Some background information:
  • C-NMR spectra have been calculated using CSEARCH-NN-technology
  • Spectral search technique is based on SAHO as implemented into CSEARCH
  • The main intention of this system is to get some feeling about the compound class for an unknown. It must be clearly stated, that a database of 5M unqiue structures is definitely too small to cover known organic chemistry (approx. 33M at 02/2007). When taking into account the possible structures for a given molecular formula, 5M structures represent a neglictable part of possible organic chemistry !

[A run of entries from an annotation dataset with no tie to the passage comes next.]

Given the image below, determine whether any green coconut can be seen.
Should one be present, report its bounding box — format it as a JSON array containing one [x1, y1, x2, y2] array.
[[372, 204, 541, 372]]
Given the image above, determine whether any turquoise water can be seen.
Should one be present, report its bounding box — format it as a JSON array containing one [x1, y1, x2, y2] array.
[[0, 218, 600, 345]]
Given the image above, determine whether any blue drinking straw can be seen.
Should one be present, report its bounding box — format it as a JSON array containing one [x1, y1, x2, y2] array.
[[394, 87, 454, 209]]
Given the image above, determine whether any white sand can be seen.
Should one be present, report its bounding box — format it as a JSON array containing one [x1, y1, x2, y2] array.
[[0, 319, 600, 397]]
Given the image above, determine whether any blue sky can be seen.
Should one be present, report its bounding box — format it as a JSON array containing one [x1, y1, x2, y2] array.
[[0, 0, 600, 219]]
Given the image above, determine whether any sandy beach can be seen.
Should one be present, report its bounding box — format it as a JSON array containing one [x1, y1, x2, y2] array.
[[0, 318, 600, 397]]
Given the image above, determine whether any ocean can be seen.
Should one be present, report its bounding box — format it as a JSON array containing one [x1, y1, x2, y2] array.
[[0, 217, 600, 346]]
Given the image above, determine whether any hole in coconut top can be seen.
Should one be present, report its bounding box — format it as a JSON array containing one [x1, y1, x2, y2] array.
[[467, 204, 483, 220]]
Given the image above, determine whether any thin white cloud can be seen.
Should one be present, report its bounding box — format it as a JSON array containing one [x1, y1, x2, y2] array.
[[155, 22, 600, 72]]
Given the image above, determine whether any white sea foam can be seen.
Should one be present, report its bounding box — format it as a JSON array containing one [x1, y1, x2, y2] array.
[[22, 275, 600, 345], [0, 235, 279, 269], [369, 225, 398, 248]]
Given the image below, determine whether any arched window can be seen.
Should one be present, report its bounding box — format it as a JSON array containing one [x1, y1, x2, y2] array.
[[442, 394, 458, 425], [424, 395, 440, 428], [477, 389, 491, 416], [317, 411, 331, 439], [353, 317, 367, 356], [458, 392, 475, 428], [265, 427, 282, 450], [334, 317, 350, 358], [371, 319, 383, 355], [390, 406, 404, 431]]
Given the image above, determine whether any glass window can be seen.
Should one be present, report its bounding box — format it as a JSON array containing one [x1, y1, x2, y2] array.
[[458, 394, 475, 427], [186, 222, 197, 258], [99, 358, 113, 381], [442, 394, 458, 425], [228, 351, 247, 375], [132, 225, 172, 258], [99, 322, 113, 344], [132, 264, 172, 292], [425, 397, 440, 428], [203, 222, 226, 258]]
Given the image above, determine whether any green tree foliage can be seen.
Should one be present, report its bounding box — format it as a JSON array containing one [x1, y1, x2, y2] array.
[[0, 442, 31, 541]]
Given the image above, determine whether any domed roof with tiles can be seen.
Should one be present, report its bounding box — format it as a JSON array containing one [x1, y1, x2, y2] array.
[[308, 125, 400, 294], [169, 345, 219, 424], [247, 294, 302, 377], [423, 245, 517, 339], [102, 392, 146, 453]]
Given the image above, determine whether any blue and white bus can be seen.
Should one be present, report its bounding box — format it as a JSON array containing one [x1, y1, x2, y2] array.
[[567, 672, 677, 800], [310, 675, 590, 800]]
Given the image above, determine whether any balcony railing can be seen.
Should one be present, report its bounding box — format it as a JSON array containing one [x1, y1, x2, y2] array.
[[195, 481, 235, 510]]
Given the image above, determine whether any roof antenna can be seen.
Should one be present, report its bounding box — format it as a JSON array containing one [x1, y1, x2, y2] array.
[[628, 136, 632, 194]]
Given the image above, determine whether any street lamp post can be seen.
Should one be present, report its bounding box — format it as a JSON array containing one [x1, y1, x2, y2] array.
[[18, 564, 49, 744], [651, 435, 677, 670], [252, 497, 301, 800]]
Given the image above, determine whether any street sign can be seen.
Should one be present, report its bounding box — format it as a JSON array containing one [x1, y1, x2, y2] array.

In the meantime there were massive updates on PUBCHEM - this was the reason for rerunning the predictions and implementing another (much faster) search technique - the principle is still based on Wolfgang Bremsers SAHO-technique - the speed has been increased to allow searching of 1 billion (10**9) of CNMR-spectra within less than 3 seconds on a single CPU. At the moment the system is only partly installed and allows searching of 405,704,611 spectral patterns (usually in 1.2-1.6 seconds).

Key features:

  • PREDICTED CNMR-spectra for approx. 23M unique structures downloaded from PUBCHEM using CSEARCH-NN-technology
  • Structures deposited from CHEMSPIDER are already included
  • Intention is again to give some flavour of possible compound classes for an unknown

A detailed description of the search-technique will be given soon - stay tuned !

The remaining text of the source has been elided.